V. ICE

"Sober" by Tool, from Undertow

The glass reflects scattered shards of light, bouncing off the translucent liquid and misshapen ice cubes. Mulder stirs the drink more than he sips it, stares into it as though it could solve his problems.

Or, failing that, as if it could show the reflection of a man who did not just flee the hospital room where his long-lost sister, his only little sister, is sitting with eyes glazed over, gaunt and wasted away and all alone. Does this make him a coward, he wonders? How could he have run? He could barely stand.

And he came here, to drink it all away, just like dear old Daddy.

Smoke wafts through a smoky room, gray washing over a background of gray. "Is this seat taken?"

Mulder's lips move in permutations of expletives, but all that comes out is the predictable growl of, "What are you doing here?"

The older man ignores him. "Scotch, on the rocks," he says to the bartender in a sharp mockery of cordiality. In almost the same breath, he announces, "You didn't used to drink, did you, Mr. Mulder?"

"Circumstances change." His voice falls flat. This is a public place. None of his threats will carry weight, and without threats he has no idea how to proceed in a conversation with this man.

The second drink arrives. Mulder is still staring dully into his own. "You're looking more and more like your father every day, Fox."
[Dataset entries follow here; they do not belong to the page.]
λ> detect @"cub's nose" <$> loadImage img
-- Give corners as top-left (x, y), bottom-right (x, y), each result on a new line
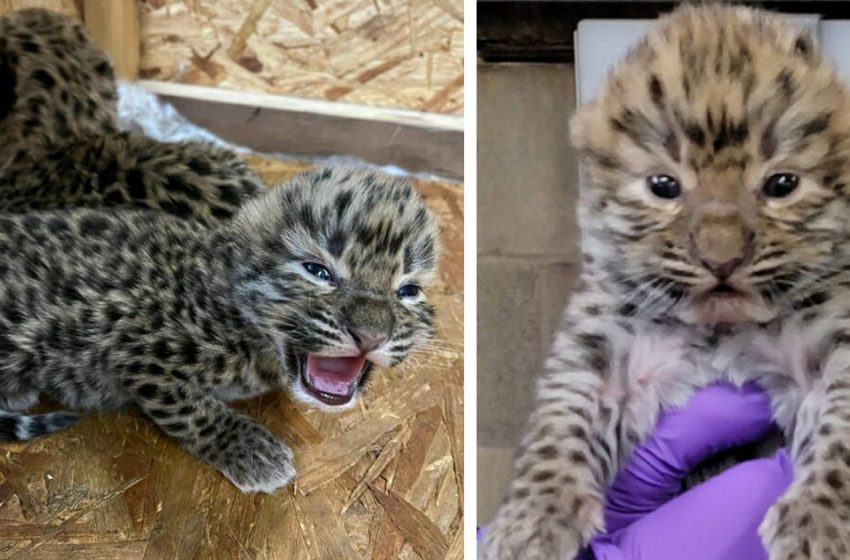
top-left (690, 217), bottom-right (755, 280)
top-left (348, 326), bottom-right (388, 352)
top-left (700, 256), bottom-right (744, 280)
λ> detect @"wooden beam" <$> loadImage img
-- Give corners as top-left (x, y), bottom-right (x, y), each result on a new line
top-left (82, 0), bottom-right (139, 79)
top-left (137, 81), bottom-right (464, 181)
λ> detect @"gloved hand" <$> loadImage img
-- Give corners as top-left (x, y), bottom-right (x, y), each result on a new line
top-left (589, 382), bottom-right (794, 560)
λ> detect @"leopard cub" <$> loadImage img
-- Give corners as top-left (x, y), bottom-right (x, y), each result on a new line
top-left (0, 168), bottom-right (439, 492)
top-left (484, 5), bottom-right (850, 560)
top-left (0, 8), bottom-right (264, 224)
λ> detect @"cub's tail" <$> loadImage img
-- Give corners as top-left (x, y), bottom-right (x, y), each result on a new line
top-left (0, 410), bottom-right (79, 441)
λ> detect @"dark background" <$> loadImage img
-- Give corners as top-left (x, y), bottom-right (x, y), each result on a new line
top-left (479, 1), bottom-right (850, 62)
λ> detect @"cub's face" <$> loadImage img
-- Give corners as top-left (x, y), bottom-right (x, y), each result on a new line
top-left (572, 5), bottom-right (850, 325)
top-left (233, 168), bottom-right (439, 410)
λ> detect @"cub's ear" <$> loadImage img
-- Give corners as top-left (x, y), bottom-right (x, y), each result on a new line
top-left (568, 110), bottom-right (590, 151)
top-left (0, 51), bottom-right (17, 122)
top-left (792, 31), bottom-right (815, 61)
top-left (568, 107), bottom-right (624, 174)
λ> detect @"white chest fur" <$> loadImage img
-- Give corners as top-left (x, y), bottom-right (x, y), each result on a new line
top-left (601, 312), bottom-right (845, 445)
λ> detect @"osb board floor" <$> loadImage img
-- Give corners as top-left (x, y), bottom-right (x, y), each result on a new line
top-left (0, 156), bottom-right (464, 560)
top-left (139, 0), bottom-right (464, 114)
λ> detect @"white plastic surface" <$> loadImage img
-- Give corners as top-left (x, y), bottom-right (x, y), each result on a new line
top-left (819, 22), bottom-right (850, 86)
top-left (575, 15), bottom-right (824, 104)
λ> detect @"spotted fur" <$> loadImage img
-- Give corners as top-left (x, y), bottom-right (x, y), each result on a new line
top-left (482, 6), bottom-right (850, 559)
top-left (0, 8), bottom-right (263, 224)
top-left (0, 168), bottom-right (439, 492)
top-left (0, 9), bottom-right (118, 152)
top-left (0, 132), bottom-right (264, 226)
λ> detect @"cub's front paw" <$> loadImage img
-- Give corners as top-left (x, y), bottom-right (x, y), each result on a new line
top-left (479, 494), bottom-right (602, 560)
top-left (208, 418), bottom-right (296, 493)
top-left (761, 489), bottom-right (850, 560)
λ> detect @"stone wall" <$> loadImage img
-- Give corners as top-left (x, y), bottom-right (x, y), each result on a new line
top-left (477, 62), bottom-right (581, 521)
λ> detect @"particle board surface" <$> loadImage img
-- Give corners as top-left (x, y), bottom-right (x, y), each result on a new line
top-left (0, 0), bottom-right (78, 18)
top-left (0, 156), bottom-right (464, 560)
top-left (139, 0), bottom-right (464, 114)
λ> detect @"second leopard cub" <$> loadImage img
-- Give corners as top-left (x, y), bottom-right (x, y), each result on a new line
top-left (0, 168), bottom-right (439, 492)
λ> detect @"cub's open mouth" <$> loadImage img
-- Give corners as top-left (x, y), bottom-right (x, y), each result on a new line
top-left (300, 354), bottom-right (367, 406)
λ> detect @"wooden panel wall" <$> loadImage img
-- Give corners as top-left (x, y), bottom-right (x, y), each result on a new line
top-left (83, 0), bottom-right (140, 79)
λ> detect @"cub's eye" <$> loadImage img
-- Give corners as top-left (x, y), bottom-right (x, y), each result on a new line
top-left (303, 262), bottom-right (332, 282)
top-left (762, 173), bottom-right (800, 198)
top-left (397, 285), bottom-right (421, 299)
top-left (647, 175), bottom-right (681, 199)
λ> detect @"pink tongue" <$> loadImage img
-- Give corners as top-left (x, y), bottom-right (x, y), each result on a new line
top-left (306, 354), bottom-right (366, 396)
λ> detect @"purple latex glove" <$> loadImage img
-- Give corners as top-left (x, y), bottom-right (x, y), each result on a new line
top-left (590, 382), bottom-right (794, 560)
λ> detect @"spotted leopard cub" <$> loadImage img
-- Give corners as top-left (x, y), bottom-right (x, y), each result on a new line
top-left (0, 168), bottom-right (439, 492)
top-left (483, 6), bottom-right (850, 560)
top-left (0, 8), bottom-right (263, 225)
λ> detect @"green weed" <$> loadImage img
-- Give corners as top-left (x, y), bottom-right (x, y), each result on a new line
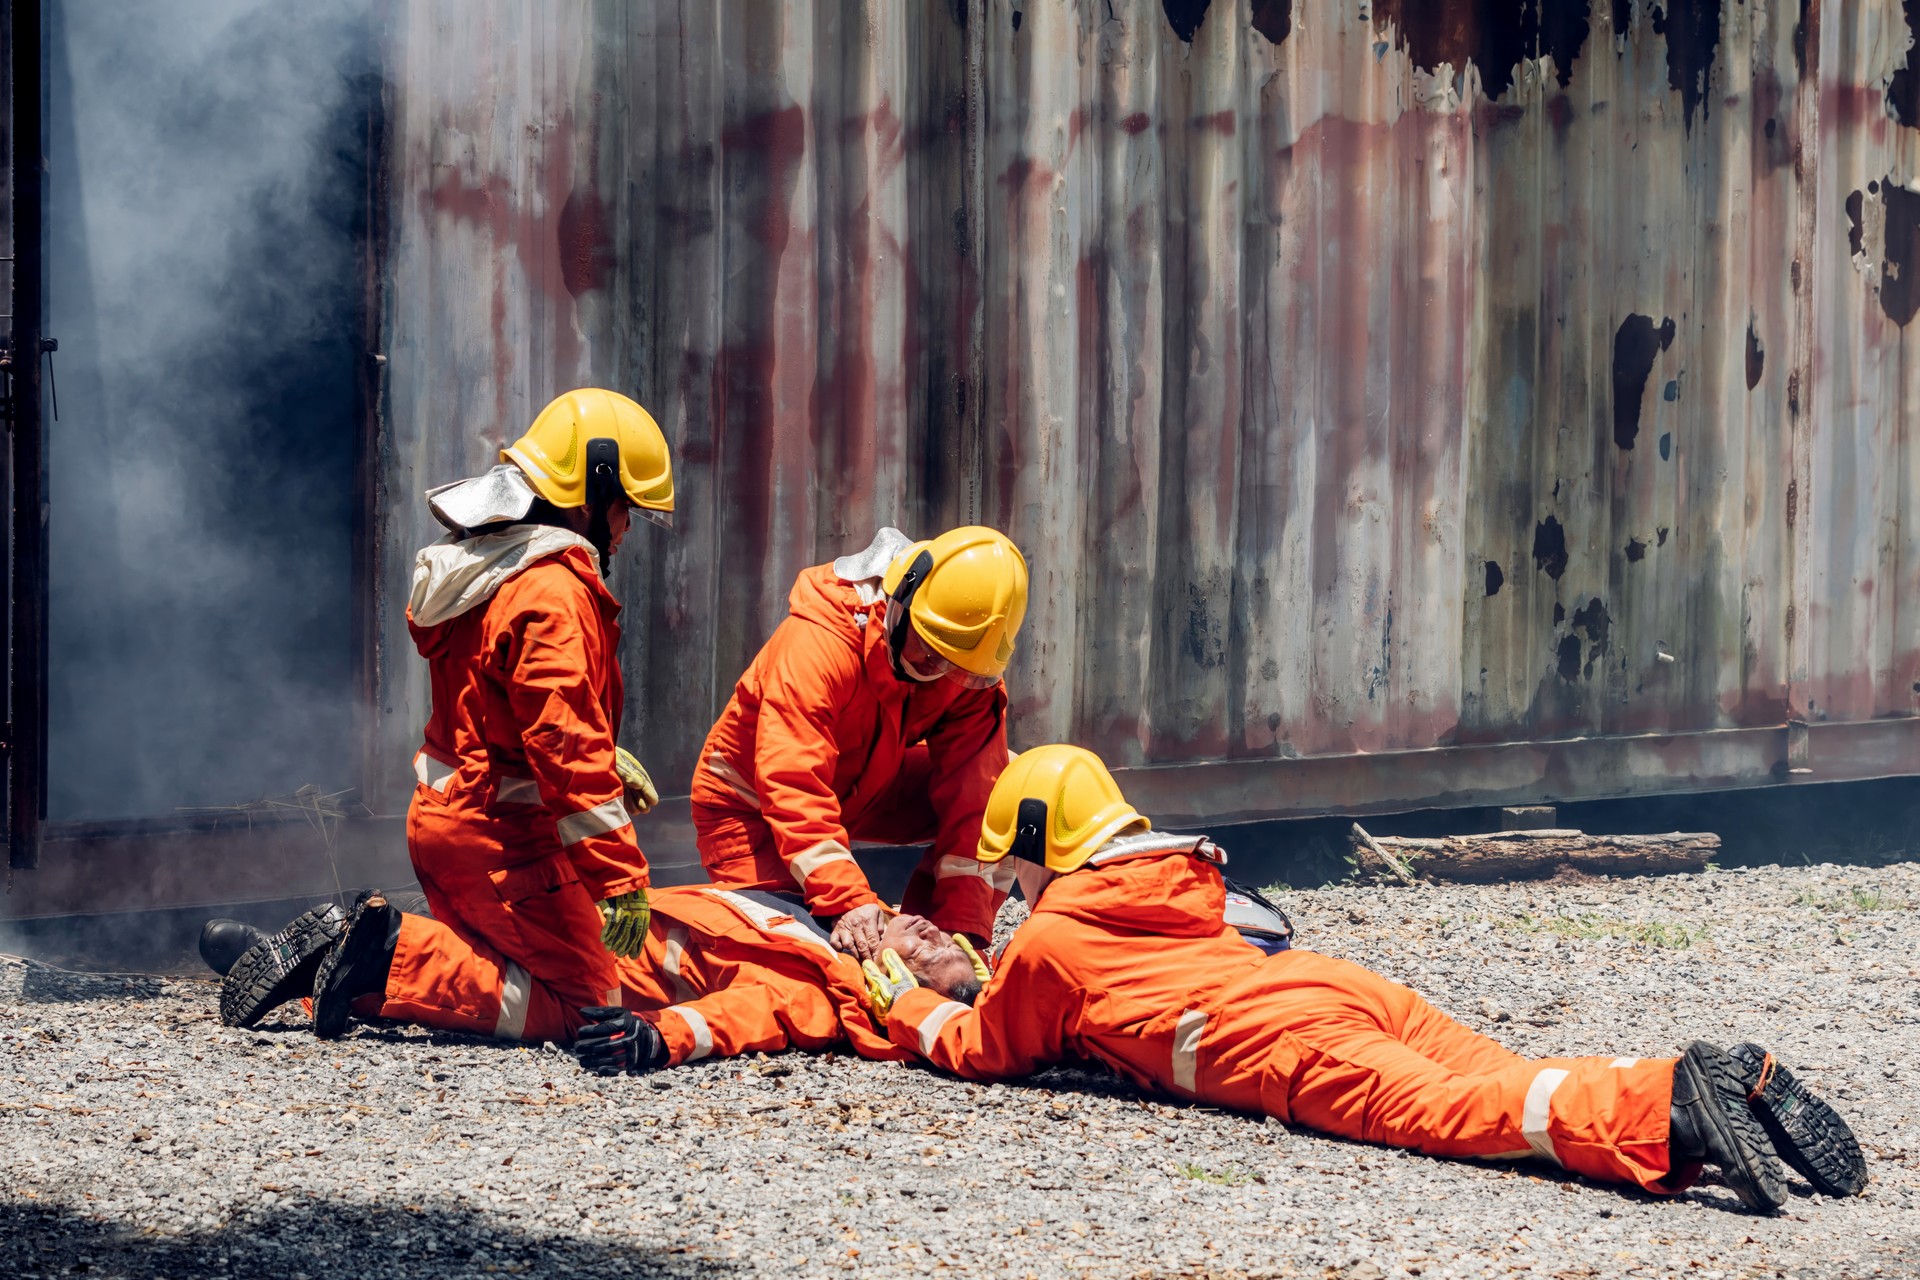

Rage is enough to melt the ice. How dare he invoke the name of the man he killed?

Still, the voice goes on, as if they were two ordinary men, conversing, in a bar. "It's a pity he didn't live long enough to see his daughter return. Then again, perhaps it's for the best."

Can't react. Can't give in to anger. Can't jump up from his seat and pound the son-of-a-bitch's face in.

Mulder can't do anything but sit there, watch and try to match the man's calmness as he takes another drag of his cigarette, then stubs it into the overflowing ashtray. He notices that the smoker has yet to touch his drink.

"How is Samantha?"

Mulder shakes his head slowly. "Why do you want to know?"

The smoking man reaches into his jacket for a new cigarette. "I'm sure you can guess the answer to that by now."

Mulder is suddenly cold. There's something wrong. The devil is sitting less than a foot away from him, haloed by a cloud of smoke, and in a universe that made sense, the room would have been in flames. But instead, he is shivering, and the devil's face is the same transparent non-color as the ice cubes in his drink.

He looks away. He doesn't have the strength to stare the smoker down. And something tells him that the older man doesn't have the strength, either.

Not today.

Mulder looks at his watch. He has been gone for almost two hours. He knows he should return to the hospital.

Samantha is important. More important than this, than his vendetta, than all the injustice in the world.

"Excuse me," he says.

"Certainly." The smoking man sounds almost friendly.

Mulder drains the rest of his drink in one swig. It burns on the way down, a cold burn, but one that reminds him that he still lives, that there is a world outside of the hazy, smoky dreamworld of the bar. He slams the glass down on the counter.

The smoker's eyes tilt lazily towards him, regarding him with a predator's cool disinterest. He extinguishes his cigarette, barely touched, into the younger man's abandoned glass. Mulder's last impression of the bar is not the saddened slump of a man too weary to fight anymore, but of the small circle of ash spreading deeper into a frozen surface, gnawing a dark tunnel through the shards of ice.